Here is another doozy for you, found in the ingredients list for the grilled chicken "nuggets" from another popular chain:

Grilled chicken (whole breast filet, seasoning [water, apple cider vinegar, soybean oil, yeast extract, salt, modified corn starch, palm oil, dehydrated garlic, dehydrated onion, corn maltodextrin, sea salt, natural flavor, sugar, chicken stock, cane molasses, chicken fat, spice, natural flavor {including smoke}, dextrose, lemon peel, citric acid, red bell pepper, orange juice concentrate, grape juice concentrate, natural flavor, paprika, vinegar, xanthan gum, ascorbic acid, and spices]).
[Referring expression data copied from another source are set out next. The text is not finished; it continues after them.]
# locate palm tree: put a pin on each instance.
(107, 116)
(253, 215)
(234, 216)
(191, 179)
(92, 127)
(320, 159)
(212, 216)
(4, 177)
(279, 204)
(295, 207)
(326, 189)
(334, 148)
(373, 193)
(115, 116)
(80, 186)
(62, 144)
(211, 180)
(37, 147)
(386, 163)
Yes, Virginia, there is sugar in your chicken. And a whole pile of other stuff that isn't chicken. To be perfectly frank here, with as many ingredients as are listed above, it's stunning that fast food grilled chicken continues to taste like flavorless rubber.

Where's The Beef?

You might have heard about the controversy bubbling around whether or not there was any actual meat in the taco meat at a well-known chain. We regret to inform you that, while the chain bragged about their meat being 88% beef (seriously, they were proud of that... and it's still kind of up in the air as to whether or not the percentage of beef they claimed their meat contains is even true), there were other things in it that should make a ketonian cringe. Like oats, for example.

Behold:

Beef, Water, Seasoning [Isolated Oat Product, Salt, Chili Pepper, Onion Powder, Tomato Powder, Oats (Wheat), Soy Lecithin, Sugar, Spices, Maltodextrin, Soybean Oil (Anti-dusting Agent), Garlic Powder, Autolyzed Yeast Extract, Citric Acid, Caramel Color, Cocoa Powder (Processed With Alkali), Silicon Dioxide, Natural Flavors, Yeast, Modified Corn Starch, Natural Smoke Flavor], Salt, Sodium Phosphates. CONTAINS SOYBEANS, WHEAT

We don't know about you, but we are not excited about having to try and guess whether or not the meat on our plate is actually, you know, meat instead of some weird concoction of oats, soy, and silicon dioxide.

Hopefully, pulling back the curtain on some of these problems will help to highlight in your mind why eating fast food isn't good idea, and not just because we are ketonians, but because it's full of additives that are bad for everyone.

We would like to emphasize that these are just the things that have been publicly verified. There are many other claims that are also highly concerning. For example, there have been rumors for years that fast food chains regularly spray or soak their vegetables with either sugar water, or some kind of preservative concoction containing propelyne glycol (so much for that "healthier" fast food salad). While we could not find any solid verification of that, when considering that it took a lawsuit to get the admission about the presence of oats in the ground beef, we're giving that fast food salad the side-eye from now on.

Another concerning fact that we do know is that most of these places are cooking their foods in highly inflammatory soybean or vegetable oils, some or all of which are at least partially hydrogenated (i.e., trans fats). We also know that there is a high risk of cross contamination at fast food establishments, because many foods are heated in the same oil as those breaded items that are deep fried. These facts, by themselves, should be enough of a red flag to at least give you pause before you place your order.

We've mentioned before that ingredients matter and we should largely be eating real food. Sometimes it can be a challenge, and even the members of our team are guilty of grabbing an egg and sausage patty or some lunch meat and cheese from one of these establishments. But at the very least, we encourage you to avoid the fast food drive thru and counter as much as possible, as frequent consumption of these kinds of frankenfoods can seriously hinder progress and be deleterious to maintaining good health.

Part of making good keto decisions means we have to sacrifice a measure of convenience, and much as it pains most of us to admit it, for the average ketonian this probably means fast food is largely out. What can you eat at that fast food joint? The answer to that really depends on you. Whatever your decision, make it an informed one.